The happiest day of the year for four Nats

FORT MYERS, Fla. - The Nationals closed out their Grapefruit League season this afternoon with a 4-2 loss to the Red Sox.

But in my mind at least, the game takes the backseat today. The real story, the story worth telling, is of the four guys on the roster bubble who learned today that they'll be heading north with the Nationals as part of the team's 25-man opening day roster.

Chad Tracy, a man who slugged 27 homers with the Diamondbacks in 2005, hit just .235 with one home run in Japan last year. He came into this spring a 31-year-old seemingly nearing the end of his baseball career, hoping to do enough to fight his way back to the big leagues.

After his disappointing tenure in Japan, Tracy admits he wasn't sure if he would ever play in the majors again. But come opening day, the left-handed-hitting corner infielder will be at Wrigley Field wearing a Nationals uniform, getting a chance to continue playing the game he loves.

"At this point in your career, your next injury could be the last time you ever play. If you don't make the team, who knows what my decision would have been to go to Triple-A or not," a calm Tracy said in the Nats' clubhouse after today's game.

"It makes it real sweet. It's really emotional for me. I'm not going to show that in front of my teammates and all, but when I get home, to just soak it up and just kind of take it all in, I'm sure I'll reflect on this past year."

While Tracy is an experienced major leaguer trying to prove he can still play at that level, Steve Lombardozzi came into camp hoping to show that he's worthy of spending a full season in the bigs.

Lombardozzi's spot on the team has seemingly been secure for a couple weeks now, but the 23-year-old wasn't sure he had a roster spot locked up - not even after manager Davey Johnson informed the utility infielder he'd made the squad during today's game.

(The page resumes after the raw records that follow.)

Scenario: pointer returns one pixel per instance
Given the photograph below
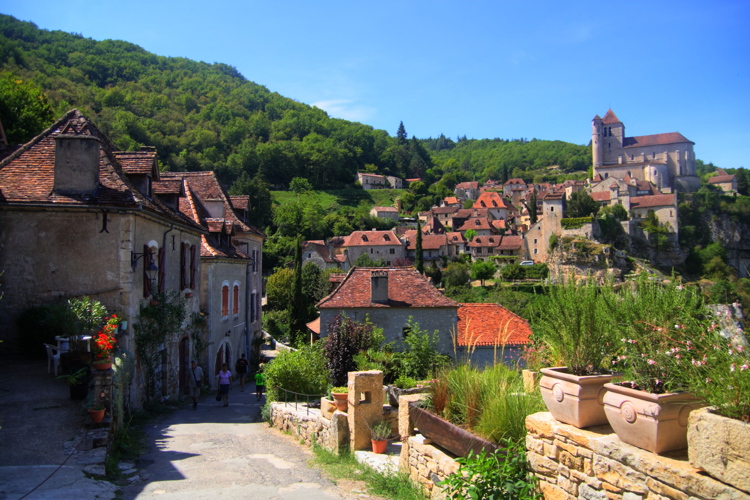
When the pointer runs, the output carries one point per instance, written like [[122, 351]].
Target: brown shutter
[[183, 265], [192, 267], [162, 266], [146, 263]]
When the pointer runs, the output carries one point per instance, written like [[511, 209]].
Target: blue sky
[[483, 69]]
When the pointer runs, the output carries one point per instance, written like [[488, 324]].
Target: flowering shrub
[[658, 325], [104, 340]]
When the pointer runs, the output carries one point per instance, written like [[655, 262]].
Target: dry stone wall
[[593, 464]]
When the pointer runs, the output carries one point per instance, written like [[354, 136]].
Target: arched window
[[236, 298], [225, 299]]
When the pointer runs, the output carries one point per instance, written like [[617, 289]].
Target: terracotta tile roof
[[655, 140], [429, 241], [656, 200], [406, 289], [718, 179], [202, 187], [171, 186], [27, 175], [475, 223], [490, 199], [490, 324], [511, 242], [601, 196], [141, 162], [610, 117], [372, 238]]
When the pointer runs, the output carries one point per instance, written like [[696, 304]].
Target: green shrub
[[500, 475], [303, 371]]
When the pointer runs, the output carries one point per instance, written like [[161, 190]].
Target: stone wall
[[309, 425], [594, 464]]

After Lombardozzi smacked a double to right in the eighth inning, Johnson approached the soft-spoken Lombardozzi and told him that just because of that extra-base hit, he was on the team. Lombardozzi wasn't sure if his manager was serious or just messing around until reporters approached him after the game to congratulate him.

"I'm pumped," said Lombardozzi, a big smile on his face. "That's funny, because I wasn't completely sure. Oh, crap."

Brett Carroll spent time with three different organizations last season (he spent camp with the Royals, played most of the season for the Brewers' Triple-A affiliate and finished the year in the Red Sox organization) and got just three major league at-bats the entire year. Now, the 29-year-old outfielder won't have to worry about which minor league team he'll be suiting up for. He's breaking camp with a big league squad.

Carroll, who has done his best to just stay focused on the game and not stress about the roster decisions this camp, got the good news from Johnson after batting practice prior to today's game.

"He just kind of pulled me over and said, 'Oh, by the way, you're on the 25-man, you're breaking with us.' I was like, 'Short and sweet! Thanks Davey!' " Carroll said.

"I'm really excited of what's to come. I really feel like this is going to be a big break for my career, but also just being a part of a special team like this. It's got a lot of capability of doing some damage, so can't put that into words, really. It's just kind of a feeling I'm excited about."

Then there's Xaiver Nady, a guy who was sitting in his California home a little over two weeks ago, waiting for a call that he'd be joining camp somewhere.

The 33-year-old has battled a myriad of injuries in his career, twice having Tommy John surgery, and then suffering a fractured left hand in August of last year which ended his 2011 season. He rehabbed diligently this offseason and tried to work back into shape, but wasn't sure what would come of it.

Just 16 days after joining the Nationals on a minor league deal, Nady finds himself on the other end of the injury spectrum, breaking camp as part of the 25-man roster because of ailments to two Nats outfielders.

"The last two weeks have been chaos for me, trying to find my way around and early work down there and late work," Nady said. "Taking at-bats, bouncing around on fields, but hopefully it makes me a better player. Obviously, I'm excited to be here and excited to have the opportunity to help out."

No one knows what will happen when Michael Morse and Rick Ankiel eventually come off the disabled list. The Nats will need to trim down their roster to account for those two, possibly leaving two of the guys quoted above trying to figure out their next move. But on opening day 2012, these guys will be major leaguers, and today, that's all that matters.